What is the feel of D&D anyway?

Because it's different to different people. My first major RPG was not D&D but the much grittier and more versatile GURPS - followed by the equally gritty WHFRP. Therefore what I read peoples impressions of D&D to be doesn't match mine. How I consider D&D:

1: You have magically protected, larger than life heroes. I started on GURPS. You hit a GURPS character in the chest with a crossbow bolt and he's unlikely to get back up unless wearing plate armour (even then it's unlikely). You hit a 1st level D&D fighter in the chest with a crossbow bolt and he has a good chance to keep going with no significant penalty.

2: The game is very role oriented. It's the game that brought us meatshields/fighters. It's the game where there was a major class focussed on non-combat. For that matter it's a class-based game.

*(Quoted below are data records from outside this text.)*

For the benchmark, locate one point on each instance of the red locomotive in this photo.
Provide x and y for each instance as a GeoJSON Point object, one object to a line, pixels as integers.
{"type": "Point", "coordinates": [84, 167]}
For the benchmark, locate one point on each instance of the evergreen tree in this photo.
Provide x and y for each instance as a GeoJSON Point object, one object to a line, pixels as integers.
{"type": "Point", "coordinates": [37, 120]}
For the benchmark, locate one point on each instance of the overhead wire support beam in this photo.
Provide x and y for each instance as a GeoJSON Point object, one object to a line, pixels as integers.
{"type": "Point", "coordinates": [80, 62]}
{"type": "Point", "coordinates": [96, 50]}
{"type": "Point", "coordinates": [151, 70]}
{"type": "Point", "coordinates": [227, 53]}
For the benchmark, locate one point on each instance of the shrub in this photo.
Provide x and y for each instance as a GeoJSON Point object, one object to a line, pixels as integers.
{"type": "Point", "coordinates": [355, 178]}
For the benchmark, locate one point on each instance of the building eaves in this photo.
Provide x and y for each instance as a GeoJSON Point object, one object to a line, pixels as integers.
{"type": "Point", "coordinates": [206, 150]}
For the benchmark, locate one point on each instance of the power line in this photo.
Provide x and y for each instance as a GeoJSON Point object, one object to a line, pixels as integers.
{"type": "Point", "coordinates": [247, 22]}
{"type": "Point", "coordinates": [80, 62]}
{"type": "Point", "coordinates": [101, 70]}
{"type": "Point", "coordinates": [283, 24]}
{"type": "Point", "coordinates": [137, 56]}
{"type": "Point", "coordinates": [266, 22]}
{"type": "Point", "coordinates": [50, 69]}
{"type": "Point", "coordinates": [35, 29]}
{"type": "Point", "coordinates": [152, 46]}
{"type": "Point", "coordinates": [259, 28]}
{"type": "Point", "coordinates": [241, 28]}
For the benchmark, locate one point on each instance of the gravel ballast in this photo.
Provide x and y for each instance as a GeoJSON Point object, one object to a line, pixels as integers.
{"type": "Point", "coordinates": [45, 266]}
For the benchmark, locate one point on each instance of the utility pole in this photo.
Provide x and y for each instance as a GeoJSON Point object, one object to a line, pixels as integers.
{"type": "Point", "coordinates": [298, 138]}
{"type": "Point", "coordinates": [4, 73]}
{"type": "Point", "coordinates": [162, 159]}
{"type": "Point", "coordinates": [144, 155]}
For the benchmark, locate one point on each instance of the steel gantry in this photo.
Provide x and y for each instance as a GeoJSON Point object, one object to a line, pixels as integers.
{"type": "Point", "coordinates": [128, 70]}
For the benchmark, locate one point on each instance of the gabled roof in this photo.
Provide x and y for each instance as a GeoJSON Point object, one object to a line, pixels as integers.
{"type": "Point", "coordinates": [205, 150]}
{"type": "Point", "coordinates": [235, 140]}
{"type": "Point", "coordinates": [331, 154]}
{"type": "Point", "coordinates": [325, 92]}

3: It's fiddly. Random subsystems. THAC0 or, worse yet, a lookup table just for rolling to hit - GURPS and Rolemaster are IMO less fiddly (and Rolemaster at least gets serious use out of its to hit tables). Fortunately we've got over it.

4: The progression is from hero to super-hero. You are never a zero (exception: 3e). Even a first level fighter is explicitely a "Veteran" and can scythe down 0th level characters like wheat.

5: It's very closely related to a tactical wargame. Why the hell are distances measured in inches if you're not meant to play as a tactical wargame?

6: It's high magic. Very high magic. The first level wizard can cast a game changing spell every day - that's orders of magnitude faster than either Gandalf or Merlin. And the backlash risks are negligable - for instance wizards don't even have to roll to successfully cast spells. You also expect a lot of magic in the party.

7: It's about combat. Combat is both a big chunk of the rulebook and how you gain XP. Which makes it different from most other games I was playing.

This isn't meant to be an edition war. I can apply all the above to every edition of D&D I've ever played (and I'm both running and playing 4e now - as well as running WHFRP). It's simply that I get confused by a lot of statements about what D&D is about.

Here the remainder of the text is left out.